31.01.2022
According to credit agency Moody’s, Cyprus’ high total debt continues to limit the growth potential of local banks and increase economic vulnerabilities, which negatively affects the creditworthiness of banks.
On January 25, local media reported that Cypriot banks sold or transferred €19.2 billion worth of loans, mostly non-performing loans (NPEs), to asset management companies, and that borrowers subsequently repaid less than 10%, or €1.8 billion, through cash repayment or debt-for-asset swaps, with the remaining €17.4 billion still outstanding at the end of 2021.
The reports came after the head of the Central Bank of Cyprus, Konstantinos Herodotou, released the figures in the Cypriot Parliament.
Even though they are not part of the banking system and are not part of banks’ balance sheets, NFPs remain part of the economy’s overall debt burden. Very high private sector debt, it says, makes the economy vulnerable to shocks and limits attractive lending opportunities for banks, holding back their credit growth. He adds that significant private sector debt is also a potential drag on private consumption once defaulted borrowers start servicing or repaying the current large stock of NPS.
According to central bank data on bank credit risk, the ratio of domestic private sector loans to GDP was 92% as of September 2021, one of the highest rates in European countries, but down from 192% at the end of 2017.The improvement mainly reflects the sale and transfer of NDUs outside the banking system to asset management companies.
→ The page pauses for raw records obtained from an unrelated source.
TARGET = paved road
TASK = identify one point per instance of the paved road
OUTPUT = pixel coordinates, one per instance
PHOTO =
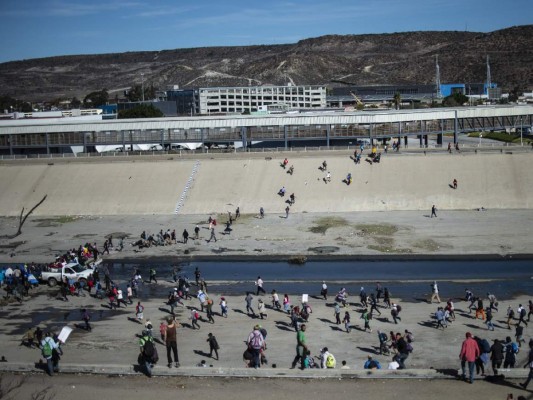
(141, 388)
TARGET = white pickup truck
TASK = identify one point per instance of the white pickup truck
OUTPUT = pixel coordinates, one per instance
(72, 271)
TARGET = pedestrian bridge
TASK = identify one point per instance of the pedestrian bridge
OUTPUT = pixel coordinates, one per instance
(60, 135)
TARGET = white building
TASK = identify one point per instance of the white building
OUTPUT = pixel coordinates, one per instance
(237, 100)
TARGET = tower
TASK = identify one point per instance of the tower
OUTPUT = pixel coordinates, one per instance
(489, 82)
(437, 76)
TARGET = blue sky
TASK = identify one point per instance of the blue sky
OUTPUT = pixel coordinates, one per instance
(44, 28)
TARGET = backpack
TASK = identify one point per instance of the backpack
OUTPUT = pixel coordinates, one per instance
(257, 341)
(330, 361)
(47, 349)
(150, 352)
(485, 346)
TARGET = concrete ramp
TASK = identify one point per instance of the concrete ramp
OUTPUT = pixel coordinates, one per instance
(112, 188)
(398, 182)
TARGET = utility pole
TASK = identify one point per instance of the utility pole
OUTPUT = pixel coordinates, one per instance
(142, 84)
(437, 77)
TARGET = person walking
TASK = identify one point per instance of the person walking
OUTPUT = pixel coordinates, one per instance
(194, 319)
(346, 321)
(170, 339)
(434, 292)
(48, 346)
(530, 365)
(510, 316)
(213, 345)
(152, 275)
(402, 351)
(275, 300)
(223, 307)
(248, 299)
(492, 301)
(496, 355)
(139, 312)
(86, 318)
(301, 348)
(337, 314)
(365, 317)
(324, 290)
(148, 353)
(209, 311)
(373, 305)
(259, 285)
(256, 343)
(521, 315)
(488, 319)
(469, 353)
(386, 297)
(212, 237)
(261, 309)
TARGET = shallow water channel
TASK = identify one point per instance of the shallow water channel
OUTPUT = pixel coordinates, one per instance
(407, 279)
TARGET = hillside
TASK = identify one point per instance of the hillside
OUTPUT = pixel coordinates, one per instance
(331, 60)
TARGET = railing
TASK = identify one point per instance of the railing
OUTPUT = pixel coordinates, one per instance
(468, 147)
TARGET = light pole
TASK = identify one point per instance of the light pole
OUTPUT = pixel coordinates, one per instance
(521, 132)
(142, 84)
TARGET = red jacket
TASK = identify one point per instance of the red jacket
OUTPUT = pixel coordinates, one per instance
(469, 350)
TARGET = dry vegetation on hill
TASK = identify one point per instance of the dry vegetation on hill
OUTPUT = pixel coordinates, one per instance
(331, 60)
Herodotus’ comments suggest that €17.4bn in loans to asset management companies remain outstanding, indicating a limited reduction in overall debt over the past three years.
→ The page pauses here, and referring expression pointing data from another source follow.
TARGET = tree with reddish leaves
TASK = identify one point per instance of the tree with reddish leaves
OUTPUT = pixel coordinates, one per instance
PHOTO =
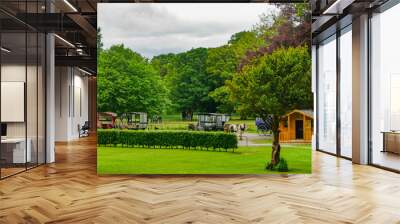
(290, 27)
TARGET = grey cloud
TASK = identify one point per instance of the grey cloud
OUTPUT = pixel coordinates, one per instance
(152, 30)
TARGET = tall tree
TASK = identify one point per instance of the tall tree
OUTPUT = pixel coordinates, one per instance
(128, 83)
(278, 83)
(99, 41)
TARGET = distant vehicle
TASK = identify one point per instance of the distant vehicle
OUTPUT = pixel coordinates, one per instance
(263, 127)
(106, 120)
(134, 120)
(211, 121)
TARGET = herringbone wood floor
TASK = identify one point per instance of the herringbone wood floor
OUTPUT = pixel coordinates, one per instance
(70, 191)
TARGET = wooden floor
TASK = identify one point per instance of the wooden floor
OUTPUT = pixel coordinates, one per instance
(70, 191)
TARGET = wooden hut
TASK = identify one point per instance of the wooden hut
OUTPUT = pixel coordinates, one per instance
(297, 126)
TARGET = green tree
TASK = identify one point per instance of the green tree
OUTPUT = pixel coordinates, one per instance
(276, 84)
(99, 41)
(127, 83)
(223, 62)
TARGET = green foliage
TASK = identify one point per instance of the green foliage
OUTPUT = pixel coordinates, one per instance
(99, 41)
(278, 83)
(282, 165)
(127, 83)
(185, 139)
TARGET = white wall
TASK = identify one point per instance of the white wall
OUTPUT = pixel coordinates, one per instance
(71, 102)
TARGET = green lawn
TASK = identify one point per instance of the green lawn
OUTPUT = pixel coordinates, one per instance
(245, 160)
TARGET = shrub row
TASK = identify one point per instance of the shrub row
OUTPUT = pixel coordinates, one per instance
(169, 139)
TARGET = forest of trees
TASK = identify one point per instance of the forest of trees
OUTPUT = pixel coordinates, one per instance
(212, 79)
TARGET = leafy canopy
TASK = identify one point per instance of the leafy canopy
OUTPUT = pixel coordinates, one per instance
(278, 83)
(128, 83)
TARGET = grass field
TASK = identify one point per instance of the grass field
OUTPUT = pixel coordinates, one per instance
(245, 160)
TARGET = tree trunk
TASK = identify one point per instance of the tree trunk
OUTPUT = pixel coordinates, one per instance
(276, 147)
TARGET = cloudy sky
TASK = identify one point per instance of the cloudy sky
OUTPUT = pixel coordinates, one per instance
(153, 29)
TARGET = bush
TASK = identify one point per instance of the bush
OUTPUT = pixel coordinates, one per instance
(282, 165)
(185, 139)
Adjusted for outstanding loans held by wealth management companies, the ratio to total private sector loans increases to 174% as of September 2021, suggesting a limited reduction in total debt and limited deleveraging by households and companies over this period.
Asset management companies began acquiring loans in Cyprus in 2018, when almost €6.4 billion of non-government funds of the now liquidated Cyprus Cooperative Bank Ltd (30% of systemic non-government assets at the end of 2017) were transferred to the state-owned asset management company. KEDIPES and thus excluded from the banking system.
Hellenic Bank Public Company Ltd (B1 positive, b32) acquired the remaining €9.3 billion of the bank’s assets (previously holding €6.9 billion) and related liabilities from the government, including €3.6 billion of outstanding loans (under compared to 2 billion euros previously).
Other major transactions included three large outright sales of inactive assets to private investors in 2019 and 2021. Bank of Cyprus Public Company Limited (Ba3 positive, b2) for a total book value of EUR 4.7 billion (or 22% of systemic inactive assets as at the end of 2017).The first two transactions were generally capital neutral due to adequate bank provisioning. The latest deal, which was announced on November 15, was incremental.
As a result, despite challenging market conditions, the quality of loans from Cypriot banks is improving as banks reduce their legacy NPLs by selling or transferring them to asset management companies. Banks’ next challenge will be to bolster their still-low margins. High levels of total debt, combined with a small, saturated market that limits upside potential, means profitability is likely to take longer to recover than peers in Greece and other European countries, for example.